Childish Gambino's new music video for "This Is America" got a lot of attention this week — and largely because of its portrayal of gun violence and racism in the U.S.
Fans interpreted one moment in the music video as a reference to the 2015 Charleston church shooting. Another fan interpreted another scene as referencing the recent shooting at Marjory Stoneman Douglas High School in Florida.
We could go on about the other references and layers in the music video, especially since the artist is no stranger to nuance. Many people have praised Childish Gambino for shining a harsh light on violence in America, but in the aftermath of more gun-related tragedies, he isn't alone.
Kendrick Lamar's "XXX," featured on the rapper's Pulitzer Prize-winning album "DAMN," mourns the death of a child killed as a result of systemic racism. Lamar's verses touch on the hypocrisy of being singled out as a "gang member" or "terrorist," even though some say violence is ingrained in American culture.

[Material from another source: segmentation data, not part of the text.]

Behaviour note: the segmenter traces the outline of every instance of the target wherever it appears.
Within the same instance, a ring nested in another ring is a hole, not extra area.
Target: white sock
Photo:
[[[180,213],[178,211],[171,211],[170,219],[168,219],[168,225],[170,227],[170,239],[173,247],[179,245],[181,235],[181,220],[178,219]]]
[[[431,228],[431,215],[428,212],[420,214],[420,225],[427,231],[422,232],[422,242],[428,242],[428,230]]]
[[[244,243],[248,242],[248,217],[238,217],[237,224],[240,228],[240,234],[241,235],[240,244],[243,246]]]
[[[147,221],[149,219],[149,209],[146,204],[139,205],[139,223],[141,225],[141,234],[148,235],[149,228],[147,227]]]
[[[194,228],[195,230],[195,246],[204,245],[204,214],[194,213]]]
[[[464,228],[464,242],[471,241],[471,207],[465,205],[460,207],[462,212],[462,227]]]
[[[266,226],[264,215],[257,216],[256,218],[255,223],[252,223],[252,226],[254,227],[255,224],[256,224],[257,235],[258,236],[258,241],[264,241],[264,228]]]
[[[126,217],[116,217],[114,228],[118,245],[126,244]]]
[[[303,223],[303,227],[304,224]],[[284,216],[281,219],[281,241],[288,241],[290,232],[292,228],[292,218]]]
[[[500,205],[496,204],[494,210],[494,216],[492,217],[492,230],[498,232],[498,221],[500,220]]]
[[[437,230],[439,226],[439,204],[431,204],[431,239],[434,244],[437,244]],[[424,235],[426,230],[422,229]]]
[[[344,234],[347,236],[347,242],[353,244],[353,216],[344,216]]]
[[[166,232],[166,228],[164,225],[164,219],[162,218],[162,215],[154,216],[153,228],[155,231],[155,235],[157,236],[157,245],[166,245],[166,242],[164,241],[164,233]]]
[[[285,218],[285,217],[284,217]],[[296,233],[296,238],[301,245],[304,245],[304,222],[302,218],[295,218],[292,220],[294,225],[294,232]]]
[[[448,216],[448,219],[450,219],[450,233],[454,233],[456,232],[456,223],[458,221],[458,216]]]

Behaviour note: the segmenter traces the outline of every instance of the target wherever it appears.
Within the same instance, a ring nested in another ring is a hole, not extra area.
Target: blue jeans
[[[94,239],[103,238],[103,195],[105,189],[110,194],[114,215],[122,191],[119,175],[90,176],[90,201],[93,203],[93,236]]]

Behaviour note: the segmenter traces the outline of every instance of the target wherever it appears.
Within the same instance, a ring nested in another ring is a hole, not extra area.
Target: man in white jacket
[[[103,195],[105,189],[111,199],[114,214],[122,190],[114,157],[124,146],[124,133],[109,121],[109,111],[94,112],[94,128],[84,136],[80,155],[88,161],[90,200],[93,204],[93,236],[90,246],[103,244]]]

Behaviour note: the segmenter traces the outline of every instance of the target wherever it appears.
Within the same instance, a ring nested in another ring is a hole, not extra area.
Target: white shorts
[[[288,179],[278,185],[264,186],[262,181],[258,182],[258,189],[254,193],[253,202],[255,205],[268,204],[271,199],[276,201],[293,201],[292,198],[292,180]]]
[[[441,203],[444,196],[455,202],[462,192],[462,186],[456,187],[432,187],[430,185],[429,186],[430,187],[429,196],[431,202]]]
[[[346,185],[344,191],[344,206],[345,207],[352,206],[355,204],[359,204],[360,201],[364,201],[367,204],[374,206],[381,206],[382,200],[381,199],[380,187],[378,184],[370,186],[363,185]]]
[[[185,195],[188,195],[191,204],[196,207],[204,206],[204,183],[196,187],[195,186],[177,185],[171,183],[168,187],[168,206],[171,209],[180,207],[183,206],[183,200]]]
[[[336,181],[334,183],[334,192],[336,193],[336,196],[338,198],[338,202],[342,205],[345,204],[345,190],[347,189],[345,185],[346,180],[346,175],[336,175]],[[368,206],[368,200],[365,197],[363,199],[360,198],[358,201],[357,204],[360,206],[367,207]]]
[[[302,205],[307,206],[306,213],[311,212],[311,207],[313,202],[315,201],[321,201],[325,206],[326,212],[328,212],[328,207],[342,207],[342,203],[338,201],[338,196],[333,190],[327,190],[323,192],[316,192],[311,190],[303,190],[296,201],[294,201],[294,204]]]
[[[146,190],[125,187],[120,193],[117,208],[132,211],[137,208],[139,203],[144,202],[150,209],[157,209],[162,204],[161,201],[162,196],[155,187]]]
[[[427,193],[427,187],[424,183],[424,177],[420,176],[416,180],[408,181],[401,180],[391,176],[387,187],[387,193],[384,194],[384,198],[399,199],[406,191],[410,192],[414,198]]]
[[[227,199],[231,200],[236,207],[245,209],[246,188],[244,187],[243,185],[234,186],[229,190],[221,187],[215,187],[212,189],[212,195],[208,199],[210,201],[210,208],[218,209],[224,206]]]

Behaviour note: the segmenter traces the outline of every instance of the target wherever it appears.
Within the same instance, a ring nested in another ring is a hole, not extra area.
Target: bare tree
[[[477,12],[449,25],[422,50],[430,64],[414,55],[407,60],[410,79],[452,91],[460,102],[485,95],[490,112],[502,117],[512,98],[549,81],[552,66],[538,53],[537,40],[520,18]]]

Outside of the hip-hop community, the topic of gun violence was also notably addressed by indie-pop band Foster the People. Their 2011 song "Pumped Up Kicks" touched on mental illness, gun violence and school safety. Those topics hit close to home for one of the band members, whose cousin was present during the 1999 shooting at Columbine High School.
Like "Pumped Up Kicks," moments of Childish Gambino's "This Is America" sound upbeat and uplifting. Those morsels are interspersed with the rougher motifs of trap music and almost distract from the violence of the music video.
This sense of duality inspired Wired magazine to call "This Is America" a new form of protest music. It doesn't galvanize listeners or offer any solutions to gun violence or racism — but it does portray ignorance or acceptance of the issues as futile.
Going forward, it's not clear how Childish Gambino wants his fans to respond to the issues portrayed on screen. But one writer might have a suggestion.
In response to Kendrick Lamar's 2012 album "Good Kid, M.A.A.D City," which also touched on gun violence and racism, writer Ta-Nehisi Coates argued that lawmakers needed to listen to it — not for solutions, but for perspective.